The interesting bit in ZML's launch this week isn't the $20 million or the celebrity cap table, though both help. It's the pitch itself: a single inference server that reportedly runs open source LLMs across Nvidia, AMD, Google TPU, Apple Metal, and Intel Arc without forcing the customer to pick a silicon horse. TechCrunch reports that the French startup, founded by former Zenly VP of engineering Steeve Morin, has drawn Turing Award winner Yann LeCun, Solomon Hykes, and Hugging Face's Clément Delangue and Julien Chaumond onto the cap table alongside Harry Stebbings' 20VC and Xavier Niel's Kima Ventures.

The reason chip-agnostic matters right now is capacity. Nvidia allocation is the practical constraint on most serious inference workloads, and teams are quietly re-pricing everything against whatever accelerators they can actually get their hands on. If ZML's LLMD delivers on running the same open source models across AMD, Google TPU, and Apple Metal without a full port per backend, the calculus for a lab or startup under GPU rationing shifts in a real way. Morin's own framing, via TechCrunch, is that the idea is to give people back the power to create their own system and achieve real efficiency gains.

The competitive read is that ZML is walking into a crowded lane.
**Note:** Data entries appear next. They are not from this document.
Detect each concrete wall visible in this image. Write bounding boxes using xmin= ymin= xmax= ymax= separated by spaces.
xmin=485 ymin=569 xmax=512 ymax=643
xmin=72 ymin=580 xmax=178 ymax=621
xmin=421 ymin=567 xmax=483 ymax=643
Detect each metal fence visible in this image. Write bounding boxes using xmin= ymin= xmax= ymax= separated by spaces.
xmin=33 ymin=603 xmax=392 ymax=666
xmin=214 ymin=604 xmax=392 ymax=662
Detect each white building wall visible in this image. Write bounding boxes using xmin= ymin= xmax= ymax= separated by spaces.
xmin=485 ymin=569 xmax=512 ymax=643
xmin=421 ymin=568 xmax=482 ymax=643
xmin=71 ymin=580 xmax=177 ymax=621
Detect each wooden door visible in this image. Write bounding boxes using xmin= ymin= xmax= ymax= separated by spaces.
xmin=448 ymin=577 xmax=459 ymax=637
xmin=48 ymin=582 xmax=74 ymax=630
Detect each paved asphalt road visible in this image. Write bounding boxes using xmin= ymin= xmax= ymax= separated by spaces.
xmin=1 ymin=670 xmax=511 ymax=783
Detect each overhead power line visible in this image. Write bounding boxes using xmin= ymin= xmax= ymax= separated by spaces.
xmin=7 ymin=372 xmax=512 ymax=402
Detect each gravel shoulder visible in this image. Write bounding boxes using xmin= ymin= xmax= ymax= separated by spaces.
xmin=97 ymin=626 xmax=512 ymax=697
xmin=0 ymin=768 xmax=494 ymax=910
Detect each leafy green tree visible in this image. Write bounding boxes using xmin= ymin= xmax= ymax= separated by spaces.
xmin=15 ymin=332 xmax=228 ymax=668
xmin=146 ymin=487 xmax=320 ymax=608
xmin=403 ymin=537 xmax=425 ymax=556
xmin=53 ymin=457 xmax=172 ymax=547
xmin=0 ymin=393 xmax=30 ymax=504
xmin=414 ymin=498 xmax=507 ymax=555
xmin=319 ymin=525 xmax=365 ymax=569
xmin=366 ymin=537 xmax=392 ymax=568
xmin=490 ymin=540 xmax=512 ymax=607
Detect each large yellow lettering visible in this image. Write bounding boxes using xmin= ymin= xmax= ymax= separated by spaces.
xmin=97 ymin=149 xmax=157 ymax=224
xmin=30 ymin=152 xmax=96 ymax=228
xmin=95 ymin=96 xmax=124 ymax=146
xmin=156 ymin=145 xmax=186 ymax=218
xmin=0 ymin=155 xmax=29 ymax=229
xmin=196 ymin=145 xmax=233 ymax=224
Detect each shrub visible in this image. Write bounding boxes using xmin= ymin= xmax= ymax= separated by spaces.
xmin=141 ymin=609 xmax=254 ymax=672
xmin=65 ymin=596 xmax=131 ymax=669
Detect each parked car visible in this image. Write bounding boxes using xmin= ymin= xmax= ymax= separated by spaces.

Baseten, recently valued at $13 billion, is the incumbent inference-as-a-service teams already benchmark against; Inferact comes from the creators of vLLM; RadixArk is the commercial company behind SGLang. Chip-agnostic is a real differentiator only if per-backend performance stays close to what a chip-specific runtime delivers, and the reporting does not include head-to-head benchmarks against any of them.

The honest caveat is that LLMD is not open source but launching as a free product with the goal of learning about usage, per TechCrunch's phrasing. That is a distribution choice, not a durable business, and the piece does not name customers or publish latency or throughput numbers. What the reporting also does not give you is how the team keeps pace with vendor-specific optimizations at five backends at once, or whether endorsements from Hugging Face convert into distribution or just goodwill.

For anyone running open source model inference on a budget, or holding an AMD or TPU allocation they cannot fully exploit, LLMD is worth pulling down and testing quietly. That is the audience Morin appears to be aiming at, and the one most likely to move the needle if the pitch holds up under load.